Predicting genetic perturbations enables the identification of potentially crucial genes prior to wet-lab experiments, significantly improving overall experimental efficiency. Since genes are the foundation of cellular life, building gene regulatory networks (GRN) is essential to understand and predict the effects of genetic perturbations. However, current methods fail to fully leverage gene-related information, and solely rely on simple evaluation metrics to construct coarse-grained GRN. More importantly, they ignore functional differences between biotypes, limiting the ability to capture potential gene interactions. In this work, we leverage pre-trained large language model and DNA sequence model to extract features from gene descriptions and DNA sequence data, respectively, which serve as the initialization for gene representations.
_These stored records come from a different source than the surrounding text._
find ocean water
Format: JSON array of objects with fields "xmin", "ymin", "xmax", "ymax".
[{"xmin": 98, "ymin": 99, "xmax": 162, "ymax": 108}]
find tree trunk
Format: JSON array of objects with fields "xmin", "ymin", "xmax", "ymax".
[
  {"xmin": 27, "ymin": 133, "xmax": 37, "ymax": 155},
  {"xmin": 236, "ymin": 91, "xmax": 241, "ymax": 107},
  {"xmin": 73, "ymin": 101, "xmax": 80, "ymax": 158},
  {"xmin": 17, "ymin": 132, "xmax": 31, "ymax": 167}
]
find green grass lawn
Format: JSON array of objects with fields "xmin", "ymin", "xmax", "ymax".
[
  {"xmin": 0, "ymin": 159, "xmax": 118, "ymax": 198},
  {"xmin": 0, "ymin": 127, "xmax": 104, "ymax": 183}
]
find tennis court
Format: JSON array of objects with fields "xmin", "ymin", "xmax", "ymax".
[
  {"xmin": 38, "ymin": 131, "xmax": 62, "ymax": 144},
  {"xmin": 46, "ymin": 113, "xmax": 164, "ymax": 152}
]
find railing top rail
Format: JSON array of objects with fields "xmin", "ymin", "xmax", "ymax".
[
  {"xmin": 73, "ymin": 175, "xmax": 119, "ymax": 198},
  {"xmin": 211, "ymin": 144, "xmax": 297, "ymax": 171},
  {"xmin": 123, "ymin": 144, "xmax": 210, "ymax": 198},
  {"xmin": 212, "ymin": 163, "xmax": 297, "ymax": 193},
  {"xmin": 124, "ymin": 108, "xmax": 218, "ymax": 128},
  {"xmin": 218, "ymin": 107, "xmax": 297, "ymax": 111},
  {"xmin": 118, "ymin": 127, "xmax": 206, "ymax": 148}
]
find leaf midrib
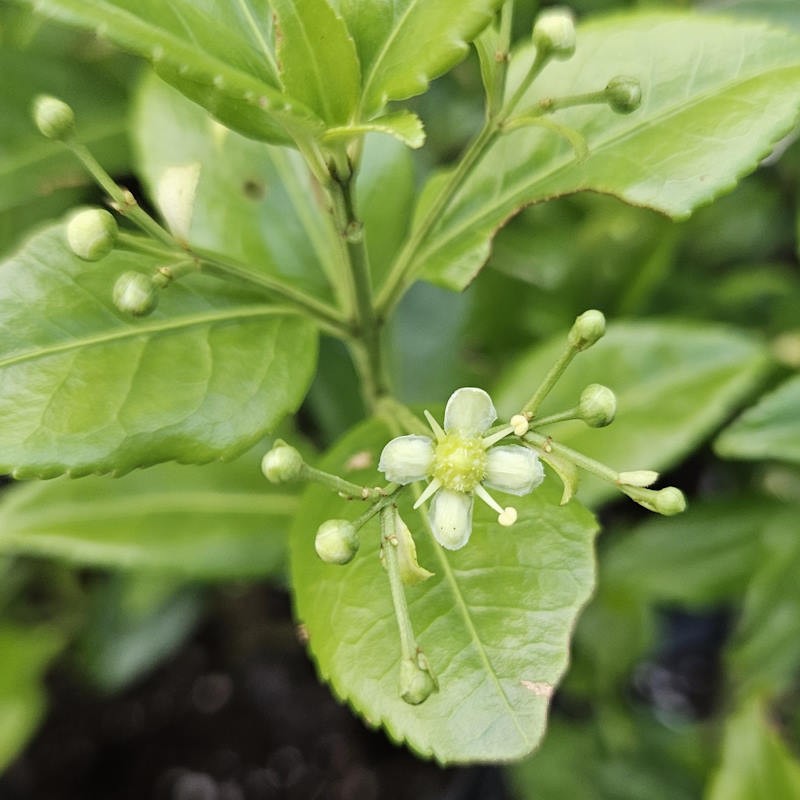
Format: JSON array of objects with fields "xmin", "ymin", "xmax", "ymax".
[{"xmin": 0, "ymin": 306, "xmax": 293, "ymax": 369}]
Additionally, we introduce gene biotype information for the first time in genetic perturbation, simulating the distinct roles of genes with different biotypes in regulating cellular processes, while capturing implicit gene relationships through graph structure learning (GSL). We propose GRAPE, a heterogeneous graph neural network (HGNN) that leverages gene representations initialized with features from descriptions and sequences, models the distinct roles of genes with different biotypes, and dynamically refines the GRN through GSL. The results on publicly available datasets show that our method achieves state-of-the-art performance.
Paper Structure (18 sections, 18 equations, 5 figures, 1 table)

This paper contains 18 sections, 18 equations, 5 figures, 1 table.

Figures (5)

  • Figure 1: Schematic diagram of genetic perturbation.
  • Figure 2: Overview of the GRAPE.
  • Figure 3: The UMAP visualization of gene representations. Subfigures A and B show the gene text modality representations and gene sequence modality representations extracted by the pre-trained LLM and DNA sequence model, respectively. Subfigure C illustrates the representations extracted by GRAPE after training.
  • Figure 4: The picture shows the distribution of predicted values across samples.
  • Figure 5: Ablation Study Results.